Battling difficult conditions, naval divers gained access to all the compartments, barring the engine room of the ill-fated INS Sindhurakshak.
Naval Submariner Commander Roy Francis from Kochi naval base, said, “Usually, when the submarine is anchored, the engine room is believed to be empty. However, we are leaving no stone unturned and search operations will continue.”
On Saturday, officials fished out one more body from near the control room in the submarine, taking the total confirmed death count to six. Speaking of their continued efforts, Commander Francis added, “We won’t give up till we receive clues of all 18 crew members, who were on board.”
Senior naval officials also informed that salvage operations would commence only once divers were unable to find any more bodies. Salvage experts from various countries have come to Mumbai. The salvage operation would begin once the Western Naval Command, gives the go-ahead.

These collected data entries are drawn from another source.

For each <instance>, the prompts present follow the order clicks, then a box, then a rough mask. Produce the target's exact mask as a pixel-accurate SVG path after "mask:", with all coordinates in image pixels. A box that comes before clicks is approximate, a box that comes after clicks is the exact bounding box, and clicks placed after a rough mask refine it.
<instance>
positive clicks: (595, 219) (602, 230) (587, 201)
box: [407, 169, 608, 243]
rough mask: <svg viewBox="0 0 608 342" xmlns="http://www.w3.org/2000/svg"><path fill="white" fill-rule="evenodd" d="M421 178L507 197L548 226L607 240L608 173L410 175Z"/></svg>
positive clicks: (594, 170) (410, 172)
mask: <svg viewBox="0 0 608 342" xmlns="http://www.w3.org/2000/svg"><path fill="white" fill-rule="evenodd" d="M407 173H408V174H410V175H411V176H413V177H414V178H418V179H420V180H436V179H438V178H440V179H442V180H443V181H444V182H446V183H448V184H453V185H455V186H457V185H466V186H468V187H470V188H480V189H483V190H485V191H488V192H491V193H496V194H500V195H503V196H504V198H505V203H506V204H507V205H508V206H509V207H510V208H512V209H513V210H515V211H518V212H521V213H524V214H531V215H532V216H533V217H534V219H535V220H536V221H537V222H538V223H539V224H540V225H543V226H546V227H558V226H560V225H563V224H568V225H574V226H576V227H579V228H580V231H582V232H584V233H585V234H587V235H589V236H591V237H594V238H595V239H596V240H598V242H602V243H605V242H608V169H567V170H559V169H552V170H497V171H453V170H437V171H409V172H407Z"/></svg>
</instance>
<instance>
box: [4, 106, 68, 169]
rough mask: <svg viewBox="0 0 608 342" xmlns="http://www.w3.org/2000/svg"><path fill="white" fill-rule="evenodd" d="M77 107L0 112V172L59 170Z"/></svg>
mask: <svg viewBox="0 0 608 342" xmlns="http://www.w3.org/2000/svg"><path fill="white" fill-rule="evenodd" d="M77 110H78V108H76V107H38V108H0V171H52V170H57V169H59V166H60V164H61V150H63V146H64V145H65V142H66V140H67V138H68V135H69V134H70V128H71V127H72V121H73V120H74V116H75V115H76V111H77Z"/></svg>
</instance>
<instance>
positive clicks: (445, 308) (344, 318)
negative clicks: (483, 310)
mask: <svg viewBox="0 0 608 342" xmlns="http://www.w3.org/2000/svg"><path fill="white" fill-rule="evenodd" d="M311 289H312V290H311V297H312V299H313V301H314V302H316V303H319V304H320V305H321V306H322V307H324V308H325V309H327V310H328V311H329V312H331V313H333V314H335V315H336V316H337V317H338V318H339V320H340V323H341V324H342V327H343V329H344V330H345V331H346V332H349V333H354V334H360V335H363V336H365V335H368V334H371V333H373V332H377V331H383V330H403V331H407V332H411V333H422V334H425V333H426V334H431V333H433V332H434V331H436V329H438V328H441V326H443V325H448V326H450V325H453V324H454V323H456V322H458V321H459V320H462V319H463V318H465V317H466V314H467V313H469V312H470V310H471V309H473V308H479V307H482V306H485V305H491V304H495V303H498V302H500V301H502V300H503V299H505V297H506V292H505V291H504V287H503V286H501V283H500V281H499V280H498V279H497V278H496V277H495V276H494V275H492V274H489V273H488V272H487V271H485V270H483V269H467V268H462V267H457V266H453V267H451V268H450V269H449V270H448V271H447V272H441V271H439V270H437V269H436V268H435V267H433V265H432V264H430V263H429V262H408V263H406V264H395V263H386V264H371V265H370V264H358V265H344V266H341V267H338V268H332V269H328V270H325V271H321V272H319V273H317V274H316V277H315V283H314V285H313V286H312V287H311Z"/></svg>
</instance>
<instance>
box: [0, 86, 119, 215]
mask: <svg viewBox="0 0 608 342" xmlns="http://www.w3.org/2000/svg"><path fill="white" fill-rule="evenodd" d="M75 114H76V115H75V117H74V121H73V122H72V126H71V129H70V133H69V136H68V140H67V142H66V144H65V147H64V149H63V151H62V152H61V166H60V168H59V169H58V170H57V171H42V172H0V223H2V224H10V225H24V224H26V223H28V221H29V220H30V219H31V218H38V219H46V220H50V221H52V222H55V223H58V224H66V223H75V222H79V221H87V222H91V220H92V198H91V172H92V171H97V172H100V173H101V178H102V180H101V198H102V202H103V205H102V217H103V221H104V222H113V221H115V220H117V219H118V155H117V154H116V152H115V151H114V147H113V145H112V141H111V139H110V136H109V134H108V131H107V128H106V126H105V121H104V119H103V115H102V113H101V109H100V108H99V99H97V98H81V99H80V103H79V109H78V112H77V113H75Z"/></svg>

Procedure to haul the sunken vessel
A naval official elaborates on the procedure to raise the vessel:
>> They would first have to remove the blast weights from within the submarine. Then with the help of underwater welding they may close all possible holes in the hull
>> Once the hull is sealed, they may make use of high-pressure pumps and will force in air giving the vessel buoyancy
>> Using cranes, they would pull the sub out to the surface
>> Since all three levels of the first three compartments are completely filled the method and types of pumps used to force the water out would differ
The State Forensic Science Laboratory (FSL), Kalina received five samples of the deceased sailors whose bodies have been recovered and blood samples of 18 relatives till late Saturday night. DNA samples for the sixth body would be submitted on Monday.
M V Malve, director, FSL, said, “We have already started conducting tests on the samples. Our team was working even on Sunday. However, we still require a few more days before we can confirm our findings.”